Police in the virus-stricken city of Melbourne have warned of a rise in people resisting lockdown measures, sometimes violently.
Authorities said this trend included so-called “sovereign citizens” being combative with police in recent days.
In one case, a woman not wearing a mask “smashed” a policewoman’s head into the ground, according to a police chief.
Melbourne has been the centre of a Covid-19 second wave in Australia and enacted a night-time curfew on Sunday.
The city has mandated mask-wearing and tightened a stay-at-home order to reduce transmissions throughout the city.
But authorities said many were breaking rules, including some who claimed to be “above the law”.
Australia had much early success in tackling Covid-19, but the outbreak in Victoria’s state capital has pushed the nation to its worst position yet.
More than half of Australia’s 18,300 cases have been recorded in the past month in Victoria. There have been 226 deaths nationally.
What rules are people breaking?
“Most Victorians are doing the right thing, no question,” said Victoria’s Premier Daniel Andrews.
“But we have this continual minority of people who are knowingly – not by mistake, but are knowingly – doing the wrong thing and putting people’s lives at risk by doing so.”
Random checks by police on 3,000 infected people had found more than 800 were not home isolating, as they were supposed to be.
On Tuesday, the state government increased fines for repeated lockdown breaches from A$1,652 (£900; $1,200) to A$5,000.
Under the current “stage four” lockdown, Melburnians can leave home only to shop, exercise, give essential medical care or do frontline work.
Residents must shop and exercise within 5km (3 miles) of their home, for no longer than one hour at a time.
An additional curfew for between 20:00 and 05:00 was implemented on Sunday. The only exemptions are for work, medical care or care-giving, and workers must have a permit.
Authorities said recent breaches included “Airbnb parties” and people breaking the curfew to get alcohol and fast food.
What are the ‘sovereign citizen’ incidents?
Since masks became compulsory about two weeks ago, there have been several prominent incidents involving “anti-maskers” and others questioning the lockdown.
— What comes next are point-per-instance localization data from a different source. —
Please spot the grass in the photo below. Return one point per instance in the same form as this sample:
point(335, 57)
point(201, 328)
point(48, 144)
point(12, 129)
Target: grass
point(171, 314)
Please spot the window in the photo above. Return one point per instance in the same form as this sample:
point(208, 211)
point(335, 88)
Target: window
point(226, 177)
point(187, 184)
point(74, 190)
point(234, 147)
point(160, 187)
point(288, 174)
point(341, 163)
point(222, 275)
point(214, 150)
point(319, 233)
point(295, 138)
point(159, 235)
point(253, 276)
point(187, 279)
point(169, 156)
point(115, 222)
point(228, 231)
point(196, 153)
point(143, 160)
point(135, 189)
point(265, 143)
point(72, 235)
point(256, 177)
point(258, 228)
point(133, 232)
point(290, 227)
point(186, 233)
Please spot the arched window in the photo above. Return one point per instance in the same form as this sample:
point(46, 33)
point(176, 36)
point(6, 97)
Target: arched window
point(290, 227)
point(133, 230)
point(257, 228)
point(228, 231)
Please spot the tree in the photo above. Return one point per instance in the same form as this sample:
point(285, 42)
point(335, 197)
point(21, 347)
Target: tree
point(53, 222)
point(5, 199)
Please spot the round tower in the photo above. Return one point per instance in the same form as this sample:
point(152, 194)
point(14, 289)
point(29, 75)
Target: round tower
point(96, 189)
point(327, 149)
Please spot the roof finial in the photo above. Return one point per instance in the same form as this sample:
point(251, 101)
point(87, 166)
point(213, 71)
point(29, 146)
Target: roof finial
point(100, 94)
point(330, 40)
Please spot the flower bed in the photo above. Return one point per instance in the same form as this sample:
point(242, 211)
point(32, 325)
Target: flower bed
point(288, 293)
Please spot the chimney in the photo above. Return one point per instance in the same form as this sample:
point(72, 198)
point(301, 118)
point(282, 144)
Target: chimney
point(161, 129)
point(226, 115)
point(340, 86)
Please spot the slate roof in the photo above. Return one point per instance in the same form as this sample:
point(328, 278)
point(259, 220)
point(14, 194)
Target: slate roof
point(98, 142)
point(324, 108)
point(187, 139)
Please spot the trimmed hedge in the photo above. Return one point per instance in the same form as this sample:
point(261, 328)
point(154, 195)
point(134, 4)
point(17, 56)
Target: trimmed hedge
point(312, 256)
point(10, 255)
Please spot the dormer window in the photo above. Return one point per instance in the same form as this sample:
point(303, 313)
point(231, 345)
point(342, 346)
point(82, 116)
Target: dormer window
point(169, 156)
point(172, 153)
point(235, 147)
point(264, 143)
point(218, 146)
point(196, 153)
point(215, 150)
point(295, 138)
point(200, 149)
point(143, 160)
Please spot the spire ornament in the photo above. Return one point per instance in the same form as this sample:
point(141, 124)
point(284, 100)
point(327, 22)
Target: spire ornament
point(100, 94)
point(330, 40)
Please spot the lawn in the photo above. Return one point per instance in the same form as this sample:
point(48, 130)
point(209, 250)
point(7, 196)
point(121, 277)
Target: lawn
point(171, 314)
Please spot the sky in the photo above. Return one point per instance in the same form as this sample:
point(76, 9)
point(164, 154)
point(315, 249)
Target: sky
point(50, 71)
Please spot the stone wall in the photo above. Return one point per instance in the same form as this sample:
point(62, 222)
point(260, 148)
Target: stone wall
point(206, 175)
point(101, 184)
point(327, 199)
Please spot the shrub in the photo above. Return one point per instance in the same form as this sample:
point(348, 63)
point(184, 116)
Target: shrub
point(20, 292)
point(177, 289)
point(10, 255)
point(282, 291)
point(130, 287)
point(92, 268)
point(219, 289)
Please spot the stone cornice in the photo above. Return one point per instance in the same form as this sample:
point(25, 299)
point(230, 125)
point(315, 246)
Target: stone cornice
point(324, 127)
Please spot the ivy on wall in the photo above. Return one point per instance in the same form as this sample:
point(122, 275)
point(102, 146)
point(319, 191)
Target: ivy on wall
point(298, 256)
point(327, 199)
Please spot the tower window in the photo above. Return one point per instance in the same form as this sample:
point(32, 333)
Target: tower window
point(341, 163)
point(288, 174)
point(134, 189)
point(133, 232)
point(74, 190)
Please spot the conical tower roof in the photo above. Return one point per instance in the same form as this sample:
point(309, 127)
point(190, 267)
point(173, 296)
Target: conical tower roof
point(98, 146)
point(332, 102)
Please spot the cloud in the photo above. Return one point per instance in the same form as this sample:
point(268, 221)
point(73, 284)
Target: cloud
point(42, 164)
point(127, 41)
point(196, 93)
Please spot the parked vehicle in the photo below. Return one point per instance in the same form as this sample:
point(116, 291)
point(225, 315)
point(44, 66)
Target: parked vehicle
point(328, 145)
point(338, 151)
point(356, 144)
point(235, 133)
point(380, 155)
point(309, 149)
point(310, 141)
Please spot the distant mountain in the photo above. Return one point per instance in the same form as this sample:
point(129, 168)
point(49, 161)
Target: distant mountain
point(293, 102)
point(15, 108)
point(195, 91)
Widely shared videos include two women loudly defending not wearing a mask inside a hardware shop, and one woman deceiving police at a state border checkpoint.
Victoria Police Chief Commissioner Shane Patton said they had seen an “emergence” of these “concerning groups of people who classify themselves as ‘sovereign citizens’ … who don’t think the law applies to them”.
“We’ve seen them at checkpoints baiting police, not providing a name and address,” he said.
He said a policewoman had been repeatedly attacked in a Melbourne shopping centre by a woman who had since been charged with assault.
“That behaviour is just totally unacceptable. That’s someone who thinks they’re above the law,” Mr Patton said.
People identifying as “sovereign citizens” – a movement with roots in the US – has become more prominent pandemic lockdown.
It typically describes people who don’t believe in the power of their government, and argue that they have freedoms and rights which are being suppressed by public health orders.